In its report, MMB also indicates the structural balance in the FY 2024-25 planning estimates remains positive and largely unchanged from November. It also says uncertainty due to inflation and geopolitical conflict pose risk to the budget and economic outlook.
RFA loan bill advances to House
Legislation Swedzinski authored to help speed up turnaround time on Rural Finance Authority loan program applications recently passed its first committee test in the House.
Swedzinski’s bill (H.F. 3081) appropriates $80,000 to the Department of Agriculture to expedite the processing of RFA applications.
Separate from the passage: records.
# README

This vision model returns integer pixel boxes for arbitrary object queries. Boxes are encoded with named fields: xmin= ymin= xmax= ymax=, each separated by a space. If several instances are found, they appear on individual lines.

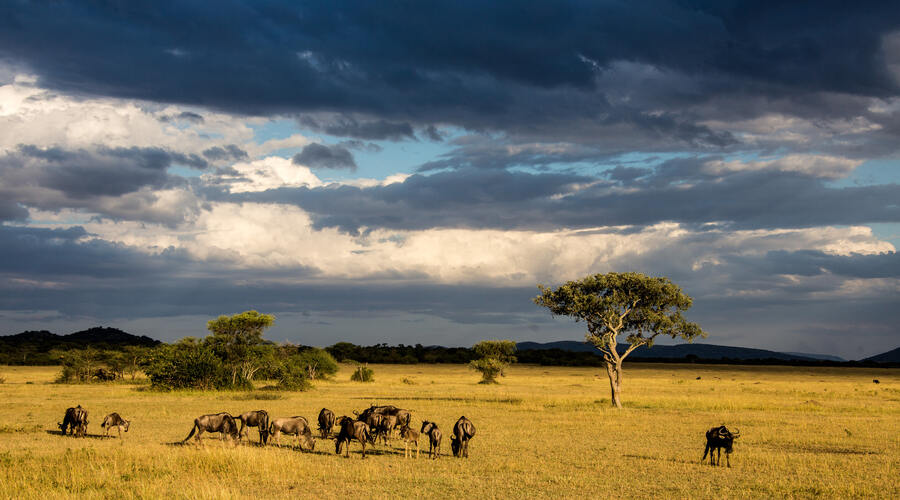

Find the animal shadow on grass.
xmin=44 ymin=430 xmax=115 ymax=439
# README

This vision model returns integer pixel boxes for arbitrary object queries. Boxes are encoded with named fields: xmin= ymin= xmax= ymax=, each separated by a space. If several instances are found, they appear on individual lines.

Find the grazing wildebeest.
xmin=269 ymin=416 xmax=316 ymax=451
xmin=182 ymin=412 xmax=240 ymax=444
xmin=450 ymin=416 xmax=475 ymax=458
xmin=400 ymin=425 xmax=419 ymax=458
xmin=58 ymin=405 xmax=88 ymax=437
xmin=419 ymin=420 xmax=443 ymax=460
xmin=100 ymin=412 xmax=131 ymax=439
xmin=334 ymin=416 xmax=372 ymax=458
xmin=319 ymin=408 xmax=334 ymax=439
xmin=700 ymin=425 xmax=741 ymax=467
xmin=237 ymin=410 xmax=269 ymax=444
xmin=353 ymin=405 xmax=412 ymax=429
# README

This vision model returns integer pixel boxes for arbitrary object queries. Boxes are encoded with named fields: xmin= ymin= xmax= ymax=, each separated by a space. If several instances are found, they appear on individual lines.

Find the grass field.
xmin=0 ymin=364 xmax=900 ymax=499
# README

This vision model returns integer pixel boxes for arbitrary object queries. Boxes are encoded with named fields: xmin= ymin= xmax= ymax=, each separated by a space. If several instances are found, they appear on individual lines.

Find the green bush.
xmin=350 ymin=364 xmax=375 ymax=382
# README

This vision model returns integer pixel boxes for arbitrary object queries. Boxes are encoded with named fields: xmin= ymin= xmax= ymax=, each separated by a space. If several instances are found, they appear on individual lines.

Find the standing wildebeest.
xmin=237 ymin=410 xmax=269 ymax=444
xmin=319 ymin=408 xmax=334 ymax=439
xmin=419 ymin=420 xmax=443 ymax=460
xmin=100 ymin=412 xmax=131 ymax=439
xmin=334 ymin=416 xmax=372 ymax=458
xmin=57 ymin=405 xmax=88 ymax=437
xmin=269 ymin=416 xmax=316 ymax=451
xmin=400 ymin=425 xmax=419 ymax=458
xmin=353 ymin=405 xmax=412 ymax=436
xmin=182 ymin=413 xmax=240 ymax=444
xmin=450 ymin=416 xmax=475 ymax=458
xmin=700 ymin=425 xmax=741 ymax=467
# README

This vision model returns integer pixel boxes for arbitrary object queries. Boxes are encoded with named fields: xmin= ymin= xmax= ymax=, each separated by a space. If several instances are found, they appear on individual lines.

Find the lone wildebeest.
xmin=400 ymin=425 xmax=419 ymax=458
xmin=269 ymin=415 xmax=316 ymax=451
xmin=319 ymin=408 xmax=334 ymax=439
xmin=419 ymin=420 xmax=443 ymax=460
xmin=57 ymin=405 xmax=88 ymax=437
xmin=334 ymin=416 xmax=372 ymax=458
xmin=450 ymin=416 xmax=475 ymax=458
xmin=237 ymin=410 xmax=269 ymax=444
xmin=700 ymin=425 xmax=741 ymax=467
xmin=100 ymin=412 xmax=131 ymax=439
xmin=182 ymin=413 xmax=240 ymax=444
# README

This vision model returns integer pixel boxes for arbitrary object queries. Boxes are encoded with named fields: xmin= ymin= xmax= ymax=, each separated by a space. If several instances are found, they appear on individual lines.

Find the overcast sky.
xmin=0 ymin=0 xmax=900 ymax=359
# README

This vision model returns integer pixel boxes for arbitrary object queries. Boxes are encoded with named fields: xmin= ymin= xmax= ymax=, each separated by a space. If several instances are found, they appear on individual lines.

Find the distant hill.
xmin=863 ymin=347 xmax=900 ymax=363
xmin=0 ymin=326 xmax=160 ymax=365
xmin=516 ymin=340 xmax=828 ymax=362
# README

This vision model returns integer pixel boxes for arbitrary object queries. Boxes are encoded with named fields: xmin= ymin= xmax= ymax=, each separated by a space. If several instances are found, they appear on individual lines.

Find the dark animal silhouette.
xmin=700 ymin=425 xmax=741 ymax=467
xmin=57 ymin=405 xmax=88 ymax=437
xmin=269 ymin=416 xmax=316 ymax=451
xmin=400 ymin=425 xmax=419 ymax=458
xmin=319 ymin=408 xmax=334 ymax=439
xmin=100 ymin=412 xmax=131 ymax=439
xmin=237 ymin=410 xmax=269 ymax=444
xmin=450 ymin=416 xmax=475 ymax=458
xmin=419 ymin=420 xmax=443 ymax=460
xmin=334 ymin=416 xmax=372 ymax=458
xmin=182 ymin=413 xmax=240 ymax=444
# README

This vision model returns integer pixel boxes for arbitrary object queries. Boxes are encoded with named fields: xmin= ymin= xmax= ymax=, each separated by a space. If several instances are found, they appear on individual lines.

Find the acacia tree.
xmin=534 ymin=273 xmax=706 ymax=408
xmin=469 ymin=340 xmax=516 ymax=384
xmin=204 ymin=311 xmax=275 ymax=386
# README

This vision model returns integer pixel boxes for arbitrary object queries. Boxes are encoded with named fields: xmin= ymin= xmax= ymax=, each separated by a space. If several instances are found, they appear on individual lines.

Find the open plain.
xmin=0 ymin=363 xmax=900 ymax=499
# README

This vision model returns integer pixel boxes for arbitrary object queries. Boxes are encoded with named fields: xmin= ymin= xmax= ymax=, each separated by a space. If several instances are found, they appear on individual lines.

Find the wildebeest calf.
xmin=57 ymin=405 xmax=88 ymax=437
xmin=237 ymin=410 xmax=269 ymax=444
xmin=100 ymin=412 xmax=131 ymax=439
xmin=400 ymin=425 xmax=419 ymax=458
xmin=182 ymin=412 xmax=240 ymax=444
xmin=319 ymin=408 xmax=334 ymax=439
xmin=269 ymin=416 xmax=316 ymax=451
xmin=700 ymin=425 xmax=741 ymax=467
xmin=419 ymin=420 xmax=443 ymax=460
xmin=450 ymin=416 xmax=475 ymax=458
xmin=334 ymin=416 xmax=372 ymax=458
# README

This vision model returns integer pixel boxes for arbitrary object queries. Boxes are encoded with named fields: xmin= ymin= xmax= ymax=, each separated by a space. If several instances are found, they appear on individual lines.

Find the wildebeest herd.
xmin=59 ymin=405 xmax=475 ymax=459
xmin=58 ymin=405 xmax=741 ymax=467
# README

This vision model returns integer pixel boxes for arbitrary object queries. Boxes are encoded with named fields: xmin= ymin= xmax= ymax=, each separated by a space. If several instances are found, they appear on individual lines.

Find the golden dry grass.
xmin=0 ymin=364 xmax=900 ymax=499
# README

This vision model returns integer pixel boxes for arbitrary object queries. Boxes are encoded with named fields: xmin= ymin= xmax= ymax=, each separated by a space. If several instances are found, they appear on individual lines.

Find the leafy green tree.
xmin=204 ymin=311 xmax=275 ymax=387
xmin=469 ymin=340 xmax=516 ymax=384
xmin=534 ymin=273 xmax=706 ymax=408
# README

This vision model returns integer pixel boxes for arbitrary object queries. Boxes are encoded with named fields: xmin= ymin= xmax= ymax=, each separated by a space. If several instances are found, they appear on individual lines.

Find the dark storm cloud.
xmin=0 ymin=145 xmax=207 ymax=199
xmin=0 ymin=1 xmax=900 ymax=146
xmin=203 ymin=144 xmax=249 ymax=161
xmin=293 ymin=142 xmax=356 ymax=170
xmin=297 ymin=116 xmax=415 ymax=141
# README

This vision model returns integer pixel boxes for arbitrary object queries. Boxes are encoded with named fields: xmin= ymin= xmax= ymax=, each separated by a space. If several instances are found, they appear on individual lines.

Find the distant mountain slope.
xmin=516 ymin=340 xmax=839 ymax=361
xmin=863 ymin=347 xmax=900 ymax=363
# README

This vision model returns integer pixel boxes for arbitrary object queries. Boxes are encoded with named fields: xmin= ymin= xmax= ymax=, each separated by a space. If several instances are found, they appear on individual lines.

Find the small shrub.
xmin=350 ymin=364 xmax=375 ymax=382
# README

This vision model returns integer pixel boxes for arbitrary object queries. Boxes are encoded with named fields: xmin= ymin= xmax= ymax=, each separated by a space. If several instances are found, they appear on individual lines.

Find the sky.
xmin=0 ymin=0 xmax=900 ymax=359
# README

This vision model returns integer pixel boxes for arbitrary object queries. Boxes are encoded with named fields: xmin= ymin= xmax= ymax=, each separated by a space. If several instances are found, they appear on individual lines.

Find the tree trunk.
xmin=606 ymin=361 xmax=622 ymax=408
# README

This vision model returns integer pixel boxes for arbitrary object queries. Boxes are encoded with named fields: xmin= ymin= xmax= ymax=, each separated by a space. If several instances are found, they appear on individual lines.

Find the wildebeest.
xmin=700 ymin=425 xmax=741 ymax=467
xmin=269 ymin=416 xmax=316 ymax=451
xmin=400 ymin=425 xmax=419 ymax=458
xmin=334 ymin=416 xmax=372 ymax=458
xmin=419 ymin=420 xmax=443 ymax=460
xmin=237 ymin=410 xmax=269 ymax=444
xmin=100 ymin=412 xmax=131 ymax=439
xmin=319 ymin=408 xmax=334 ymax=439
xmin=353 ymin=405 xmax=412 ymax=429
xmin=182 ymin=412 xmax=240 ymax=444
xmin=57 ymin=405 xmax=88 ymax=437
xmin=450 ymin=416 xmax=475 ymax=458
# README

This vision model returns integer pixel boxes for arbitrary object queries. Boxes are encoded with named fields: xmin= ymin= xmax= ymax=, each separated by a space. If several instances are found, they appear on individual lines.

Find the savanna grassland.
xmin=0 ymin=364 xmax=900 ymax=499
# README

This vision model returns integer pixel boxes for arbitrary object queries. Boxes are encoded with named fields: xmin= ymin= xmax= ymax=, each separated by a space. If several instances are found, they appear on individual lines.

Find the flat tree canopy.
xmin=534 ymin=273 xmax=706 ymax=408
Swedzinski said this would be especially helpful to prospective farmers seeking to leverage the RFA’s beginning farmer tax credit program.
“This is a pretty straightforward bill to help us meet a growing need as agriculture transitions,” Swedzinski said. “The RFA does a great job, but it gets inundated with applications and has struggled to keep up with demand. The goal of this bill is to make sure the RFA has the tools and the staff it needs to make sure young farmers have an opportunity to grow and be successful in their operations. ”
Groups from the agricultural industry expressed support for Swedzinski’s bill. Brent Kelsey of agricultural lender Compeer Financial testified to the House Agriculture Finance and Policy Committee in favor of the proposal. Kelsey said he has been a government loan specialist with Compeer the last 11 years and has personally encountered growing RFA processing delays in recent months, with turnaround time stretching from mere days to up to 10 weeks. Kelsey said this can cause program participants to lose interest, cancel their application or even decide not to pursue RFA financing at all.
“The RFA is an extremely valuable resource to farmers in Minnesota, especially young farmers,” Swedzinski said. “My bill just helps make sure the RFA can effectively and efficiently deliver the great services it provides so more farmers can benefit.”
The committee set aside Swedzinski’s bill for potential inclusion in an omnibus agriculture package later this session.